I spent an afternoon messing about with Rust and found it infuriating. The compiler kept (quite rightly) telling me how crap my code was and wouldn't compile it for me. I found it frustrating but thoroughly educational.
For systems programmers, Rust looks a fantastic option. For line of business apps, it is inaccessible and the safety dial is turned up too far. But then I guess that is because Rust isn't intended to be a general purpose language for writing line of business apps?
I can see it being useful for writing platform neutral, gnarly code and offer easy hooks for popular, managed languages such as JavaSript, C#, Java et al to hook into.
Outside of systems programming, I wonder if Rust will be part of a silent revolution?
I am a volunteer who works on Rust & I do almost all of my open source work in Rust. I am paid as a Ruby web developer. I personally have little interest in systems programming & want Rust to be a productive language for application development.
I frequently witness this rush to judge Rust as too complex to be used for business applications based on a few hours of hacking. For this to be a valid judgment, I would think one of two things would need to be true: a) Rust remains this difficult to use once you have experience with it, or b) most business applications are worked on for only a few hours.
In my experience, neither of those premises hold.
I believe that the rules of Rust not only give you exceptional performance without memory issues (as this article tries to demonstrate), but also that its rules engender a higher degree of correctness and 'well-factoredness' than most languages. I believe Rust is an excellent language for writing applications at every level of the stack when 'craftmanship' matters.
Well it might be that businesses don't want to invest in anything with a high learning curve if there are tools with a low learning curve that can solve the same problem.
Indeed!
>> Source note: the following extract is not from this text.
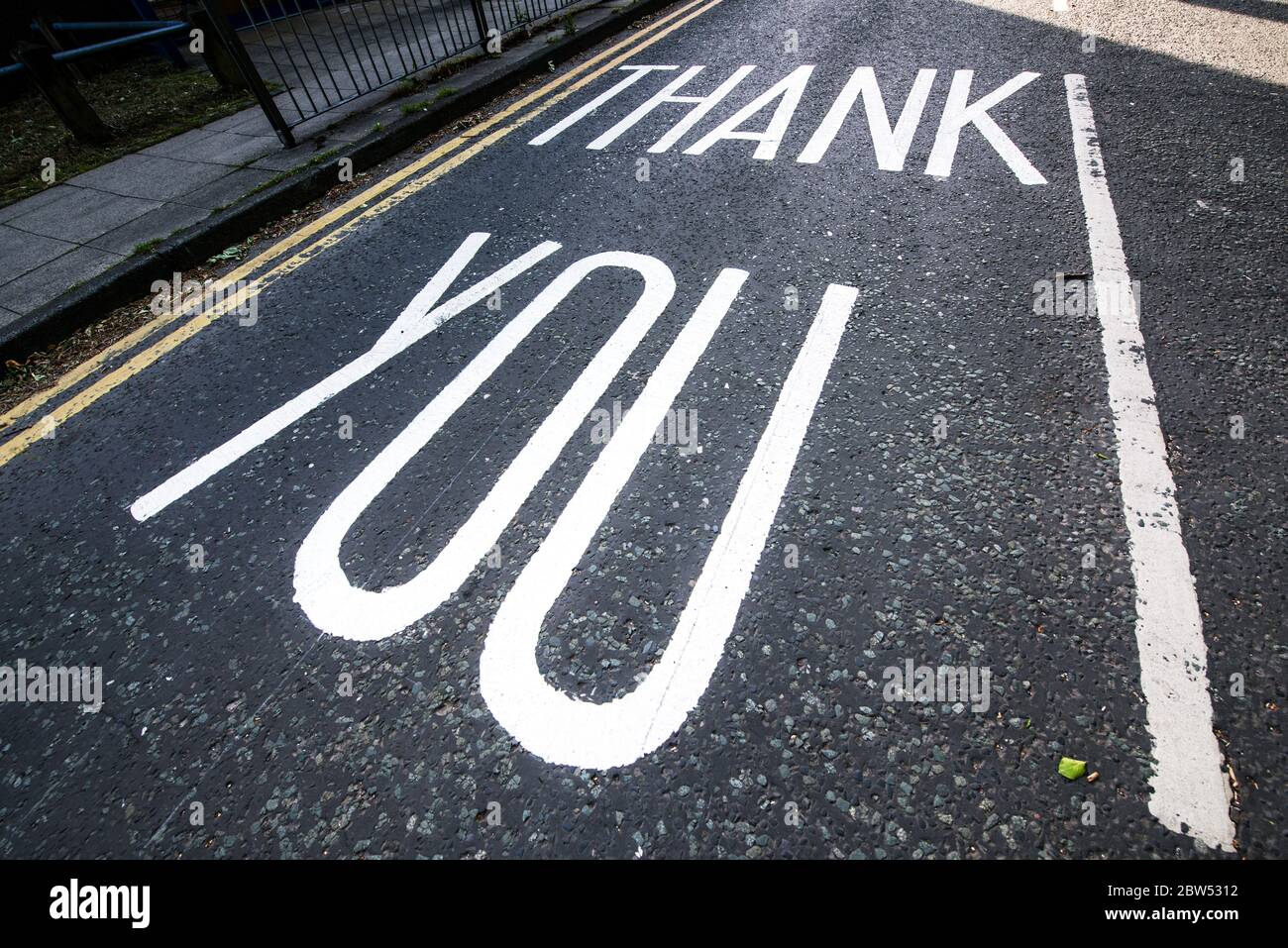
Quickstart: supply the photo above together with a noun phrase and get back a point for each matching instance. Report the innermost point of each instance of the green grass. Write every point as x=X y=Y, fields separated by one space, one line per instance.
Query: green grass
x=145 y=102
I don't believe that there are tools with a lower learning curve that solve the same problem Rust does - in particular my belief is the way that Rust is able to perform deep type analysis on imperative code (which is really what the dreaded borrow checker is all about) enables proficient users to write well-factored systems with a high degree of confidence in their correctness.
If you want to onboard people to your code base with no familiarity with the language or your system and have them be 'productive' (for some definition of productive) within the week, Rust is probably not the right choice for you. In my experience projects for which that is a high priority (and the languages which enable them) also deal with a great amount of technical debt.
You can definitely use languages that are just as safe, but higher level. You could make that argument with many functional languages like Scala or Clojure, you could even make an argument that even many imperative languages are also that solid - like C# or Java. Perhaps not quite as safe, but at least that they deliver the important parts of that safety without the cost of the learning curve. If you want something more precise - you can use Scala in a way that it's almost an imperative language with additional safety guarantees.
The only gain you get going to Rust is really in the performance department. Rust is what you use if you want C-level performance combined with that safety, it might replace C and C++ as the OS, browser, high performance server and game development language.
For anything else I find it hard to suggest Rust as a serious option when there are many high level languages that seem like better answers.
Sorry to say this but a lot of unsafe code has been written in Java or C#, putting aside the NPEs and such. In Rust safety isn't only about eliminating SEGFAULTs and buffer overflows, but also preventing data races and most concurrency issues. It's common to add threading to cpu-bound code, without worrying about deadlocks or race conditions.
Rust also allows some very high-level code. Some of my favorite options out there:
- option (std): https://doc.rust-lang.org/std/option/index.html
- serde: https://github.com/serde-rs/serde
- docopt: https://github.com/docopt/docopt.rs
Some more features: generics (traits!), immutability by default, type inference, first-class functions, operator overloading, conversion between related types.